Christophe Leribault in front of the Palace of Versailles.
Christophe Leribault has previously led the Musée d’Orsay and the Musée de l’Orangerie and took over at the Palace of Versailles in 2024. Photograph: Thomas Padilla/AP

Christophe Leribault, most recently Versailles director, will be tasked with improving security and ‘restoring climate of trust’

France has appointed Christophe Leribault as the new head of the Louvre, bringing in the director of the Palace of Versailles to turn around the world’s most visited museum after a humiliating jewellery heist and staff strikes.

Leribault, who was chosen by the French president, Emmanuel Macron, will succeed Laurence des Cars, who resigned on Tuesday. Des Cars had faced intense criticism since burglars made off in October with jewels worth an estimated $102m, exposing glaring security gaps at the museum. The jewels are still missing.

The culture ministry said in a statement: “Leribault’s priority will be to strengthen the safety and security of the building, the collections, and people, to restore a climate of trust, and to carry forward, together with all the teams, the necessary transformations for the museum.”

Leribault, 62, is an art historian specialising in the 18th century who previously led the Musée d’Orsay and the Musée de l’Orangerie, both in Paris, before taking over at Versailles in 2024. He will leave the Versailles job to take up the Louvre role.

He was deputy director of the Louvre’s department of graphic arts from 2006 to 2012, the ministry said.

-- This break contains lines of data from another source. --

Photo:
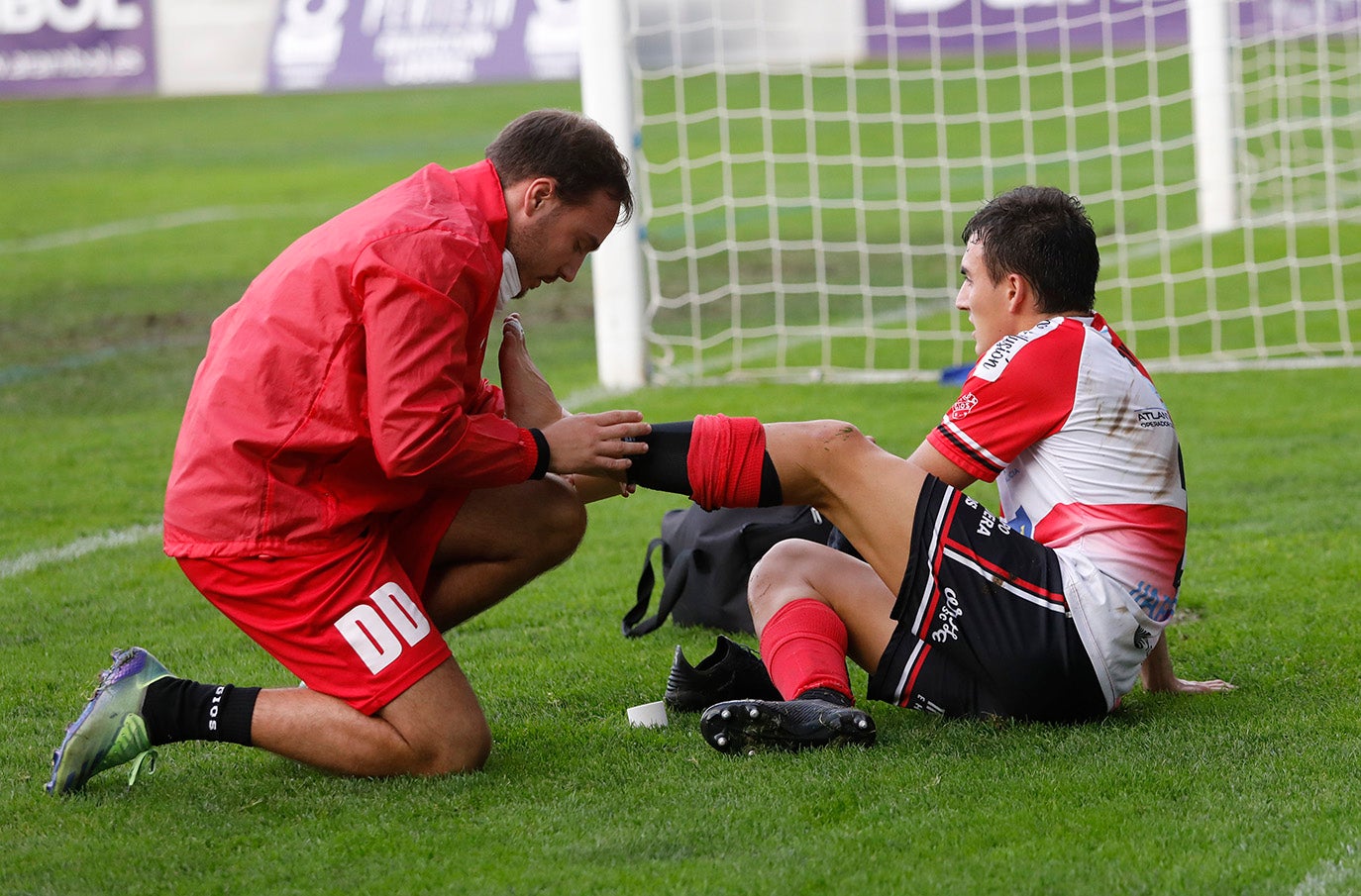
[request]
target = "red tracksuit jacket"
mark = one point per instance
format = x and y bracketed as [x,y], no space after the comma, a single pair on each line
[348,379]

Strikes over pay and work conditions have repeatedly shut the Louvre since mid-December, while water leaks and an alleged ticket fraud scheme that prosecutors say siphoned more than €10m over a decade have also cast a shadow over one of Paris’s top tourist attractions.

A state auditors’ report last year urged management at the Louvre, home to Leonardo da Vinci’s Mona Lisa, to redirect spending from acquisitions to overdue security and infrastructure upgrades.

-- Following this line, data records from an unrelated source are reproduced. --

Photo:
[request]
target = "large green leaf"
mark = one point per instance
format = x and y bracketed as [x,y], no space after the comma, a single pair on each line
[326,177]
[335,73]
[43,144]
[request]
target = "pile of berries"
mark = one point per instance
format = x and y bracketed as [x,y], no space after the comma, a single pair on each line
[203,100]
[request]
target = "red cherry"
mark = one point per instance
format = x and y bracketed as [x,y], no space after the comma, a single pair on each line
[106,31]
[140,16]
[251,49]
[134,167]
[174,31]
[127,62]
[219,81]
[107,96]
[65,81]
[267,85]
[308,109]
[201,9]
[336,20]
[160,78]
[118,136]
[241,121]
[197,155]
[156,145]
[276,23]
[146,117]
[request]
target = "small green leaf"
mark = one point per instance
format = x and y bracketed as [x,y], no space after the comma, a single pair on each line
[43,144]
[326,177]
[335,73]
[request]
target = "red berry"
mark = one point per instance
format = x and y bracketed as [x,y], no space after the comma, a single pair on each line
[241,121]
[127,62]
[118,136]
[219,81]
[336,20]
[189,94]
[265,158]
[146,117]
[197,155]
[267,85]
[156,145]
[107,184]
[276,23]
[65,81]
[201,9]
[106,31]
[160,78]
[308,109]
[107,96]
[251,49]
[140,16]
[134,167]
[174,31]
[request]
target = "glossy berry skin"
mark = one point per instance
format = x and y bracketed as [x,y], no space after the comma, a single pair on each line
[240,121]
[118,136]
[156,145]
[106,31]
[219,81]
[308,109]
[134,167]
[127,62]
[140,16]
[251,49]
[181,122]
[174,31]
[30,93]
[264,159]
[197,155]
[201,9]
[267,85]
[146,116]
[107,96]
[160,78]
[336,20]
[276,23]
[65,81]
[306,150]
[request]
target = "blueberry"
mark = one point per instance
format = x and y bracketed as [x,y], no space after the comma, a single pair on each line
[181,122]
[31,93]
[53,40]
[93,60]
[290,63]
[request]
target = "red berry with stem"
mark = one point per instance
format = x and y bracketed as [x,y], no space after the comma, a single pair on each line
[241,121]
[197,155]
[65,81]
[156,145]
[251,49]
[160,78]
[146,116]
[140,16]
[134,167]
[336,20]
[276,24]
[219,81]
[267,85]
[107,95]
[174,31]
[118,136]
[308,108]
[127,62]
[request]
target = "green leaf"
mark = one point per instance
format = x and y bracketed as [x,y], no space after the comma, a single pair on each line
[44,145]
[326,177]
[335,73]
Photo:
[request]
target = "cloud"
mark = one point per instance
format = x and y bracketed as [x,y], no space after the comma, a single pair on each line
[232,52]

The report highlighted persistent delays in the deployment of security equipment, saying only 39% of rooms in the vast museum – which had more than 8.7 million visitors last year – had been fitted with CCTV cameras as of 2024.

A more recent parliamentary inquiry called the Louvre a “state within a state”. The inquiry’s chair, Alexandre Portier, said the burglary had revealed “systemic failures”, “a denial of risk” and a management that was “currently failing”.

As Des Cars, 59, resigned on Tuesday, Macron’s office said the museum needed “calm and a strong new impetus to successfully carry out major projects involving security and modernisation”.

Des Cars, who was appointed in 2021, acknowledged a “terrible failure” days after the burglary, admitting that security camera coverage of the museum’s outside walls was “highly inadequate” and adding: “Despite our hard work, we failed.”

Reuters contributed to this article.